Like Ms. Finley, Rae Johnson was a small woman, but Irish and English where Ms. Finley was Italian, calm where she was energetic, considering and private when others were public and thoughtless. I'd been put into the Senior AP English class, on the strength of my excellent test scores. I was emotionally unready for the class material, but intellectually I could deal with it - a weird combination. Now I go back and read texts I'd read at that time and see all the sexual innuendo I missed. Life experience is a big part of reading. Numbers make it easy to forget that.

Anyway, Rae (she bade us call her by her first name, the first teacher in my life to do so) challenged me on every level. She was a Deaf woman, with high competence in both languages, and criticized my ASL skills as well as my English skills, and was the first person in my life to ever offer me constructive criticism on signing. I may have learned the bones of writing from public schools in New York: I learned the meat and flesh of it from Rae. Everything after that class was just icing. The continual writing - being forced to achieve certain levels of work and maintain certain levels of communication - I was challenged in a way I'd never been challenged before. As I said I didn't understand everything. I didn't understand King Lear, or insanity. But writing as a process, the firming of my reading skills, exposure to challenging literature - yes. I learned.

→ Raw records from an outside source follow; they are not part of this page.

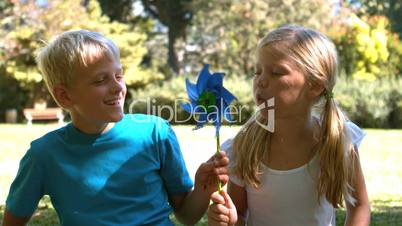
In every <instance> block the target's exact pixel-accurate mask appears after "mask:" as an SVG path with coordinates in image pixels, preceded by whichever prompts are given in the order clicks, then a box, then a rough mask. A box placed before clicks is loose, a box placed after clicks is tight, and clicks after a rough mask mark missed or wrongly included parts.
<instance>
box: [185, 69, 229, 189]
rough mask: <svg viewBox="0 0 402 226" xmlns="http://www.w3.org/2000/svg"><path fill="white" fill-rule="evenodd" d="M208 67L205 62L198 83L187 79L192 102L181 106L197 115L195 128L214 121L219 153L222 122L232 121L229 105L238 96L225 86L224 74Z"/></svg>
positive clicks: (188, 110) (196, 128)
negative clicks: (206, 123)
mask: <svg viewBox="0 0 402 226" xmlns="http://www.w3.org/2000/svg"><path fill="white" fill-rule="evenodd" d="M208 68H209V65H208V64H205V65H204V68H203V69H202V71H201V72H200V74H199V76H198V79H197V83H196V84H193V83H191V82H190V81H189V80H188V79H186V89H187V95H188V97H189V99H190V103H185V104H181V106H182V108H183V109H184V110H185V111H187V112H188V113H190V114H192V115H193V116H195V120H196V122H197V125H196V127H195V128H194V129H199V128H202V127H203V126H204V125H205V124H206V123H208V122H212V123H213V125H214V126H215V131H216V132H215V134H216V153H217V154H219V151H220V142H219V130H220V127H221V123H222V121H223V120H224V119H225V120H227V121H229V122H231V121H232V118H231V115H230V108H229V105H230V103H231V102H232V101H233V100H235V99H236V97H235V96H234V95H233V94H231V93H230V92H229V91H228V90H227V89H225V88H224V87H223V76H224V74H223V73H220V72H216V73H213V74H211V73H210V72H209V69H208ZM218 190H219V191H221V184H220V181H218Z"/></svg>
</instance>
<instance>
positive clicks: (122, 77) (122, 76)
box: [116, 74, 124, 80]
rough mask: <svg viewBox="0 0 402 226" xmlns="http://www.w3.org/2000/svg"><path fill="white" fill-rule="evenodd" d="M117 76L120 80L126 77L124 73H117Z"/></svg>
mask: <svg viewBox="0 0 402 226" xmlns="http://www.w3.org/2000/svg"><path fill="white" fill-rule="evenodd" d="M116 78H117V79H119V80H121V79H123V78H124V75H123V74H118V75H116Z"/></svg>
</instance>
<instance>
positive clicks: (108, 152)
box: [6, 114, 193, 226]
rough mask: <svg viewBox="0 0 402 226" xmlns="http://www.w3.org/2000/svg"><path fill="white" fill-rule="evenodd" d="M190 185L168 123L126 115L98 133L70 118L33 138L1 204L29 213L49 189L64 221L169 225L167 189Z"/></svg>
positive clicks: (172, 131)
mask: <svg viewBox="0 0 402 226" xmlns="http://www.w3.org/2000/svg"><path fill="white" fill-rule="evenodd" d="M192 186H193V182H192V180H191V178H190V177H189V175H188V172H187V169H186V166H185V163H184V160H183V157H182V154H181V151H180V147H179V144H178V141H177V138H176V136H175V134H174V132H173V130H172V128H171V127H170V126H169V124H168V123H167V122H166V121H164V120H162V119H160V118H158V117H154V116H149V115H140V114H137V115H125V116H124V118H123V119H122V120H120V121H119V122H117V123H116V124H115V125H114V127H113V128H112V129H110V130H109V131H107V132H106V133H104V134H101V135H88V134H84V133H82V132H80V131H79V130H77V129H76V128H75V127H74V126H73V125H72V124H68V125H67V126H65V127H63V128H61V129H58V130H55V131H53V132H50V133H48V134H46V135H45V136H43V137H41V138H39V139H37V140H35V141H33V142H32V143H31V147H30V149H29V150H28V152H27V153H26V154H25V156H24V157H23V159H22V160H21V162H20V168H19V171H18V174H17V176H16V178H15V180H14V182H13V183H12V185H11V188H10V192H9V195H8V198H7V203H6V205H7V209H8V210H9V211H10V212H11V213H13V214H15V215H17V216H30V215H32V213H33V212H34V210H35V209H36V207H37V204H38V201H39V199H40V198H41V197H42V196H43V195H46V194H47V195H49V196H50V198H51V201H52V204H53V206H54V207H55V209H56V211H57V213H58V215H59V218H60V222H61V224H62V225H71V226H76V225H172V223H171V221H170V220H169V215H170V213H171V212H172V208H171V206H170V205H169V203H168V194H169V195H176V194H183V193H187V192H189V191H190V190H191V189H192Z"/></svg>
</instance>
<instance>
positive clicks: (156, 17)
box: [142, 0, 193, 73]
mask: <svg viewBox="0 0 402 226" xmlns="http://www.w3.org/2000/svg"><path fill="white" fill-rule="evenodd" d="M191 2H192V1H191V0H142V3H143V5H144V7H145V9H146V10H147V11H148V12H149V13H150V14H151V15H152V16H154V17H155V18H157V19H158V20H159V21H160V22H161V23H162V24H163V25H165V26H166V27H167V28H168V54H169V55H168V63H169V65H170V67H171V68H172V70H173V71H174V72H175V73H179V69H180V68H179V61H178V59H177V54H176V50H175V43H176V40H177V39H179V38H184V39H185V37H186V28H187V26H188V25H189V23H190V21H191V19H192V17H193V11H192V7H191V6H192V5H191Z"/></svg>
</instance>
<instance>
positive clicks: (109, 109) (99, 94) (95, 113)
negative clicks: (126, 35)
mask: <svg viewBox="0 0 402 226" xmlns="http://www.w3.org/2000/svg"><path fill="white" fill-rule="evenodd" d="M126 91H127V89H126V84H125V82H124V78H123V71H122V67H121V64H120V62H119V60H115V59H111V58H110V57H107V56H101V57H98V58H97V59H95V60H93V62H91V63H89V64H88V65H87V67H80V68H78V69H77V71H76V73H75V79H74V81H73V84H72V85H71V87H70V88H69V96H70V100H71V106H69V110H70V113H71V117H72V120H73V123H74V125H75V126H76V127H77V128H79V129H81V130H82V131H84V132H91V131H92V132H97V131H96V129H99V128H102V127H103V128H104V127H105V126H107V125H108V123H109V122H117V121H119V120H120V119H121V118H122V117H123V115H124V112H123V106H124V98H125V96H126Z"/></svg>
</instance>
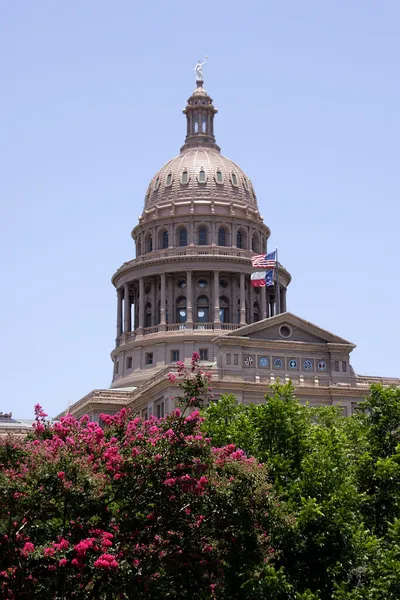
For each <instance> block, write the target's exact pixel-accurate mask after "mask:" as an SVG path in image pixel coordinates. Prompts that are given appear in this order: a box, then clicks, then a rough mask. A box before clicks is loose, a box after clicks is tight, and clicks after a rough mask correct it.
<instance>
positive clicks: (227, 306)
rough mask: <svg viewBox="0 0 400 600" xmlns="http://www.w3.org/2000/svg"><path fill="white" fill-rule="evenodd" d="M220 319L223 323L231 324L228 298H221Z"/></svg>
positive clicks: (221, 296) (220, 301)
mask: <svg viewBox="0 0 400 600" xmlns="http://www.w3.org/2000/svg"><path fill="white" fill-rule="evenodd" d="M219 318H220V321H221V323H229V300H228V298H227V297H226V296H220V298H219Z"/></svg>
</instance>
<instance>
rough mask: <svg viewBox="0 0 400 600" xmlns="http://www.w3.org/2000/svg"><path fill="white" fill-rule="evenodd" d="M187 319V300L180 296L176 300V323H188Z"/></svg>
mask: <svg viewBox="0 0 400 600" xmlns="http://www.w3.org/2000/svg"><path fill="white" fill-rule="evenodd" d="M186 318H187V311H186V298H185V296H179V298H177V300H176V323H186Z"/></svg>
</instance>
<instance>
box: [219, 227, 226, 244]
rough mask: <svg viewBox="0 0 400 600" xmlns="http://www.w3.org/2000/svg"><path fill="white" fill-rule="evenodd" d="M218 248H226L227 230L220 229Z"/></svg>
mask: <svg viewBox="0 0 400 600" xmlns="http://www.w3.org/2000/svg"><path fill="white" fill-rule="evenodd" d="M218 246H226V229H225V227H220V228H219V229H218Z"/></svg>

And (he says, wryly, returning to the beginning, as all good essays are supposed to) it was the first time in my life I'd had a teacher who spoke directly to me, in her own words, and saw mine. She was still my friend at graduation, and I saw her a few years later when I returned to the school for a visit. I do not know where she is now, though I wish I did. When you're young you're flippant about such things. Only after you've grown enough to see a bit do you realize how rare such connections are, after years and years of not seeing and not being seen.